加計学園文書不開示裁判で原告敗訴の一審判決
「公文書は誰のもの」
片岡伸行|2021年6月7日8:37PM
「公文書は誰のものだ!」。傍聴席から怒りの声が上がった。2017年11月に文部科学大臣によって認可された加計学園(岡山理科大学)獣医学部開設に関わる行政文書不開示決定の取り消しを求めた裁判で、東京地裁の市原義孝裁判長は5月18日、原告の請求を退ける判決を言い渡した。
原告が開示請求したのは獣医学部校舎の設計図面と建設費見積もり、補助金請求時の加計学園理事会の議事録。これらが情報公開法5条で定める不開示情報に当たるかどうかが争点だった。原告側は国家戦略特区審議時の文科事務次官で、官邸側から圧力を受けたことで「行政が歪められた」と証言した前川喜平氏の仮想尋問を実施し「全面不開示はあり得ない」などとする証言記録を証拠提出した。しかし、判決では、図面を公開すれば「不審者の侵入」などのおそれがあり、議事録の開示は「一般的類型的な支障が生ずる」ので加計学園の権利や利益を害するとして全面不開示を容認した。

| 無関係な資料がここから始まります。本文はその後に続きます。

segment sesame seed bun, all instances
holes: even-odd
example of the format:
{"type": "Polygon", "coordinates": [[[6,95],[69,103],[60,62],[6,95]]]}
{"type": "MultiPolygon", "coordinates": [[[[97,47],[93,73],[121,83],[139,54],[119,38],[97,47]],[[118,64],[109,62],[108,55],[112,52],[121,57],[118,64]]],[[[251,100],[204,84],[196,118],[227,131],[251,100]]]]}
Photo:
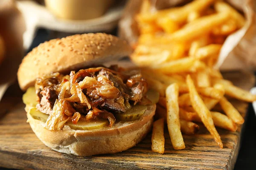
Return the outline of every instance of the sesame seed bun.
{"type": "Polygon", "coordinates": [[[124,40],[103,33],[77,34],[46,42],[26,56],[17,73],[25,91],[35,79],[53,72],[65,72],[129,56],[132,48],[124,40]]]}

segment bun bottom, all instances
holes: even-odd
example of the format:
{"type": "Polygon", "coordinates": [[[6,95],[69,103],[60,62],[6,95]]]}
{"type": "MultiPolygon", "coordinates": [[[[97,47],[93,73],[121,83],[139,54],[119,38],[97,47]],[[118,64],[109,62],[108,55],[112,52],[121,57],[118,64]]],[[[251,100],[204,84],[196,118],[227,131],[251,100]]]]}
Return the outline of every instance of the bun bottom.
{"type": "Polygon", "coordinates": [[[82,156],[114,153],[133,147],[145,137],[151,130],[155,109],[155,105],[148,106],[140,120],[92,130],[74,130],[65,125],[61,130],[50,131],[28,113],[27,122],[38,138],[57,151],[82,156]]]}

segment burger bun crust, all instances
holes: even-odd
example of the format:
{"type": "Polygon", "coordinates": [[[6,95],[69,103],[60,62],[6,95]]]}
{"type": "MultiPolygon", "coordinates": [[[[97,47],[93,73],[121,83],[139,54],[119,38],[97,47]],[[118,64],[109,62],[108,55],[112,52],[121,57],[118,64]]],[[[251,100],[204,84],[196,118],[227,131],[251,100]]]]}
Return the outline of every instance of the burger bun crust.
{"type": "Polygon", "coordinates": [[[18,71],[25,91],[37,78],[51,72],[65,73],[128,56],[132,49],[124,40],[103,33],[77,34],[46,42],[23,59],[18,71]]]}
{"type": "Polygon", "coordinates": [[[59,152],[89,156],[116,153],[135,145],[151,130],[155,109],[155,105],[149,105],[139,120],[91,130],[75,130],[65,125],[61,130],[50,131],[29,113],[27,116],[34,132],[47,147],[59,152]]]}

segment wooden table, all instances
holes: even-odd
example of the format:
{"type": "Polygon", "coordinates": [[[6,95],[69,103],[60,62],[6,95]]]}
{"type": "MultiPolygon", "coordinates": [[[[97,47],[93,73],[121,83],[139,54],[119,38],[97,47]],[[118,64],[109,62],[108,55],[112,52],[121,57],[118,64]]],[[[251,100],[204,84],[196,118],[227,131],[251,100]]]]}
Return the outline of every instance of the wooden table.
{"type": "MultiPolygon", "coordinates": [[[[254,84],[254,77],[241,73],[225,74],[245,89],[254,84]]],[[[243,126],[232,132],[217,128],[224,145],[220,149],[202,125],[195,135],[184,135],[186,149],[175,150],[165,130],[163,155],[151,151],[149,134],[134,147],[112,155],[82,157],[59,153],[45,146],[31,130],[16,85],[8,90],[0,103],[0,167],[37,169],[233,169],[239,148],[243,126]]],[[[232,102],[246,116],[248,104],[232,102]]]]}

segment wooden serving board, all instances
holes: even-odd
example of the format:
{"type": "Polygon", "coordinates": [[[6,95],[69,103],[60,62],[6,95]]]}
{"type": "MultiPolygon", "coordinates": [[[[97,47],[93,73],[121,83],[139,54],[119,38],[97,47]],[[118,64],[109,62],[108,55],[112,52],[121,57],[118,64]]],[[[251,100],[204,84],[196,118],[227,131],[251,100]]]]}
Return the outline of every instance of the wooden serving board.
{"type": "MultiPolygon", "coordinates": [[[[225,74],[235,84],[249,89],[255,77],[249,74],[225,74]]],[[[239,149],[241,130],[231,132],[217,128],[224,145],[220,149],[202,125],[195,135],[184,135],[186,148],[174,150],[166,130],[163,154],[151,151],[151,134],[134,147],[114,154],[78,156],[55,152],[36,136],[28,123],[16,84],[0,103],[0,167],[26,169],[233,169],[239,149]]],[[[246,103],[232,101],[244,117],[246,103]]]]}

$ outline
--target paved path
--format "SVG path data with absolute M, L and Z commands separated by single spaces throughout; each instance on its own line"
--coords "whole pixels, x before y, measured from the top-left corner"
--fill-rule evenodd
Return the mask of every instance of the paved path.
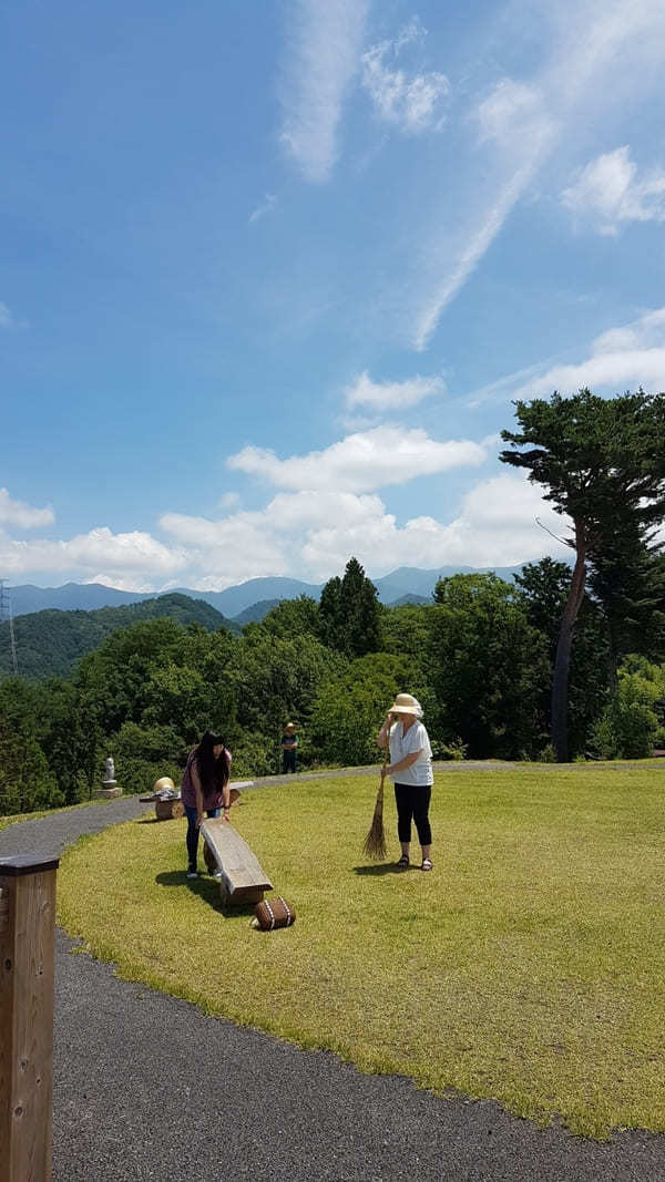
M 122 798 L 12 825 L 0 856 L 57 855 L 146 807 Z M 596 1144 L 491 1102 L 440 1100 L 205 1018 L 70 948 L 58 931 L 53 1182 L 665 1182 L 665 1136 Z

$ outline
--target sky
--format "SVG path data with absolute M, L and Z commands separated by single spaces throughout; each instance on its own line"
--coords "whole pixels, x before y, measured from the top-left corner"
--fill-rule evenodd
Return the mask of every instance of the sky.
M 663 0 L 8 0 L 0 578 L 566 557 L 499 433 L 665 388 L 664 66 Z

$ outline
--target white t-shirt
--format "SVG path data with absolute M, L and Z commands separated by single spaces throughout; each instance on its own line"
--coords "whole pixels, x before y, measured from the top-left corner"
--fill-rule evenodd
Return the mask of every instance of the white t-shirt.
M 405 730 L 401 722 L 393 722 L 390 727 L 390 764 L 401 764 L 406 755 L 420 752 L 419 758 L 411 767 L 402 767 L 394 775 L 390 775 L 393 784 L 415 784 L 424 787 L 434 782 L 432 772 L 432 748 L 430 738 L 421 722 L 418 720 Z

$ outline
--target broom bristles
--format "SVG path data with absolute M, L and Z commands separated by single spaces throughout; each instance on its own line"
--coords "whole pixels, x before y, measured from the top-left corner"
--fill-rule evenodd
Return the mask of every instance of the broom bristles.
M 364 839 L 362 849 L 367 857 L 373 858 L 375 862 L 381 862 L 387 853 L 386 831 L 383 829 L 383 781 L 381 781 L 379 792 L 376 793 L 372 825 L 369 826 L 369 833 Z

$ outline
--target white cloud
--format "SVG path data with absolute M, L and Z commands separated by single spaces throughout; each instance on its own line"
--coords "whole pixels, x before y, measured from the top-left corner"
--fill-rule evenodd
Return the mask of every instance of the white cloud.
M 367 570 L 421 566 L 514 566 L 544 554 L 567 557 L 536 517 L 561 534 L 566 525 L 542 500 L 542 491 L 522 476 L 505 474 L 477 485 L 459 515 L 445 524 L 432 517 L 412 518 L 400 527 L 377 498 L 366 499 L 364 514 L 346 513 L 311 526 L 303 559 L 312 577 L 324 579 L 355 554 Z
M 138 531 L 114 534 L 102 526 L 67 541 L 17 541 L 0 537 L 0 569 L 8 576 L 52 571 L 80 578 L 104 571 L 105 578 L 116 586 L 117 578 L 136 574 L 144 580 L 149 572 L 159 580 L 185 565 L 182 551 L 169 550 L 149 533 Z
M 624 222 L 665 221 L 665 171 L 638 176 L 627 144 L 596 156 L 561 200 L 580 219 L 592 219 L 601 234 L 613 235 Z
M 295 0 L 280 138 L 308 181 L 328 180 L 337 161 L 337 129 L 368 7 L 368 0 Z
M 166 514 L 161 526 L 189 554 L 188 585 L 220 590 L 266 574 L 321 582 L 340 573 L 350 554 L 368 571 L 443 565 L 511 566 L 569 551 L 536 524 L 562 534 L 566 522 L 522 475 L 482 481 L 450 522 L 418 517 L 398 525 L 375 494 L 338 491 L 278 493 L 264 509 L 221 521 Z
M 450 83 L 438 72 L 408 77 L 390 63 L 405 45 L 422 40 L 426 31 L 412 20 L 394 41 L 381 41 L 362 57 L 362 85 L 369 93 L 380 117 L 394 123 L 402 131 L 439 130 L 443 123 L 443 103 L 450 93 Z
M 40 526 L 51 525 L 54 520 L 50 505 L 43 509 L 34 509 L 24 501 L 12 500 L 7 489 L 0 488 L 0 524 L 18 526 L 21 530 L 37 530 Z
M 419 284 L 412 298 L 411 338 L 426 348 L 439 319 L 478 266 L 515 204 L 528 191 L 555 144 L 570 141 L 599 93 L 619 102 L 630 78 L 647 92 L 659 85 L 665 51 L 665 6 L 660 0 L 579 0 L 553 7 L 553 50 L 529 82 L 504 78 L 476 109 L 480 141 L 488 156 L 477 188 L 461 217 L 463 229 L 448 226 L 430 234 L 418 254 Z M 650 180 L 651 183 L 651 180 Z M 652 195 L 653 196 L 653 195 Z M 426 265 L 431 261 L 431 265 Z
M 275 452 L 246 447 L 227 463 L 277 488 L 363 493 L 485 459 L 484 449 L 470 440 L 439 442 L 421 429 L 375 427 L 305 456 L 279 460 Z
M 277 194 L 266 193 L 263 201 L 259 201 L 257 208 L 253 209 L 252 213 L 250 214 L 248 219 L 250 222 L 256 222 L 259 221 L 260 217 L 265 217 L 266 214 L 271 213 L 275 209 L 276 203 L 277 203 Z
M 574 394 L 583 387 L 618 394 L 640 385 L 651 392 L 665 390 L 665 309 L 601 333 L 592 342 L 590 355 L 585 361 L 553 365 L 545 374 L 519 385 L 514 397 L 540 397 L 553 390 Z
M 504 150 L 527 149 L 529 155 L 547 147 L 556 121 L 537 85 L 502 78 L 474 111 L 480 141 L 493 141 Z
M 375 410 L 400 410 L 415 407 L 434 394 L 445 394 L 446 384 L 440 377 L 415 377 L 405 382 L 373 382 L 367 370 L 344 390 L 347 407 L 373 407 Z
M 495 203 L 484 212 L 480 225 L 472 232 L 470 239 L 457 254 L 444 281 L 430 293 L 415 322 L 413 344 L 419 352 L 428 345 L 437 330 L 441 313 L 478 266 L 512 210 L 515 202 L 522 196 L 534 171 L 535 162 L 531 161 L 524 168 L 519 169 L 509 183 L 503 187 Z
M 224 493 L 219 499 L 219 507 L 222 509 L 233 509 L 240 504 L 239 493 Z
M 290 540 L 279 538 L 270 513 L 240 512 L 220 521 L 164 513 L 160 526 L 186 548 L 194 572 L 189 585 L 195 590 L 222 590 L 246 579 L 293 571 Z

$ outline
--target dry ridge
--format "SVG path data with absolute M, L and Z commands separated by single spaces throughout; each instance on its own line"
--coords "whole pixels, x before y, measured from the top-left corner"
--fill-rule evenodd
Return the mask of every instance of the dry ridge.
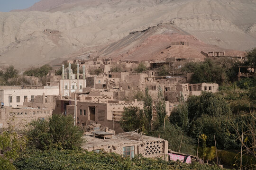
M 130 32 L 170 22 L 206 44 L 242 51 L 256 46 L 255 0 L 42 0 L 22 11 L 0 13 L 0 66 L 26 68 L 69 54 L 86 55 L 127 36 L 136 42 Z M 104 49 L 102 56 L 111 53 Z M 138 56 L 133 53 L 125 57 Z

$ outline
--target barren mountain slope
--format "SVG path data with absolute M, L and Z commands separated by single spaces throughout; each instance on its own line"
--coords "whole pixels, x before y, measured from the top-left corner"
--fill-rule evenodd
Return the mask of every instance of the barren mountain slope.
M 182 45 L 178 45 L 181 42 Z M 225 51 L 226 55 L 229 56 L 244 55 L 243 51 L 205 44 L 173 23 L 161 24 L 141 32 L 130 33 L 101 50 L 98 54 L 116 60 L 141 60 L 176 57 L 201 60 L 205 57 L 201 53 L 201 51 L 206 53 Z
M 256 23 L 255 0 L 42 0 L 26 10 L 29 12 L 0 13 L 1 62 L 13 61 L 12 64 L 19 66 L 13 59 L 21 55 L 25 60 L 34 58 L 34 64 L 37 64 L 46 55 L 50 56 L 50 52 L 34 46 L 48 45 L 39 34 L 34 35 L 31 44 L 26 44 L 33 33 L 46 29 L 69 37 L 63 40 L 67 46 L 61 48 L 71 50 L 63 51 L 57 46 L 55 58 L 73 53 L 80 46 L 106 45 L 131 31 L 170 22 L 210 45 L 241 51 L 256 46 L 254 28 L 248 28 Z M 73 46 L 70 39 L 80 42 L 79 45 Z M 16 56 L 11 44 L 18 42 L 24 52 Z M 26 63 L 22 66 L 28 66 Z

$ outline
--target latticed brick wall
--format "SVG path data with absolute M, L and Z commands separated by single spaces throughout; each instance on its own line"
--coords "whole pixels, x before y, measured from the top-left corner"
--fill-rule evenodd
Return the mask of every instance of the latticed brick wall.
M 162 142 L 147 142 L 145 145 L 145 148 L 144 154 L 146 156 L 164 153 Z

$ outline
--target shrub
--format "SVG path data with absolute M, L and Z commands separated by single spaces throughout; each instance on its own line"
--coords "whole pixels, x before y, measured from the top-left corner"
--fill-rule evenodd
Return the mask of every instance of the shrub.
M 32 68 L 28 70 L 25 71 L 23 73 L 23 75 L 42 77 L 47 75 L 52 68 L 48 64 L 45 64 L 39 68 Z
M 147 68 L 146 66 L 143 63 L 141 62 L 139 64 L 135 71 L 137 73 L 141 73 L 143 71 L 147 70 Z
M 167 162 L 135 156 L 132 160 L 114 153 L 82 151 L 41 151 L 24 153 L 14 164 L 19 170 L 220 170 L 217 166 Z
M 82 144 L 83 132 L 73 125 L 72 116 L 53 115 L 45 120 L 34 120 L 27 132 L 31 146 L 45 150 L 51 148 L 75 149 Z

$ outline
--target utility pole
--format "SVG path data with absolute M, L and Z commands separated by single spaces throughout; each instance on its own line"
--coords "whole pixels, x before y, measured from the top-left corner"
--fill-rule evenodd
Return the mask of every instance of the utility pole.
M 9 100 L 8 101 L 9 101 L 9 107 L 10 107 L 10 95 L 11 94 L 8 94 L 9 95 L 9 97 L 8 97 L 9 98 Z
M 74 94 L 74 98 L 75 98 L 75 106 L 74 106 L 74 126 L 75 126 L 75 120 L 76 120 L 76 95 Z
M 111 112 L 112 113 L 112 122 L 113 122 L 113 127 L 112 127 L 112 132 L 113 132 L 113 134 L 114 134 L 114 117 L 113 117 L 113 111 L 111 111 Z

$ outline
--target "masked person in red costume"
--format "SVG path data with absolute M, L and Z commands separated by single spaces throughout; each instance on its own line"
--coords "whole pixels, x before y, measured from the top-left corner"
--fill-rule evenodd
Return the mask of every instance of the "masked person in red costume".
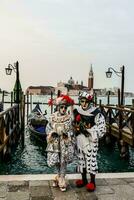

判決後に司法記者クラブで会見した原告代理人の海渡雄一弁護士は「一般的に議事録には不利益を被る記載が含まれるから開示しなくていいなどという理由にならない理由による不当な判決。これでは情報公開制度は意味をなさず、情報公開請求訴訟をやる意味もなくなる」と憤慨。原告の福田圭子さんは「当時の安倍(晋三)首相が『腹心の友』である加計学園理事長に便宜を図った疑惑や、愛媛県今治市からの100億円近い補助金と土地無償譲渡が妥当なものか。それらの解明のために文書は公開されるべきだと3年近く裁判を続けてきたが、まったくもって不当な判決。とくに校舎図面はネット上で公開されており、隠す理由はない」などと述べた。
公文書は「知る権利」に基づく「国民の共有財産」だが、「加計学園の利益」を優先した形の一審判決。原告側は5月24日、控訴することを決めた。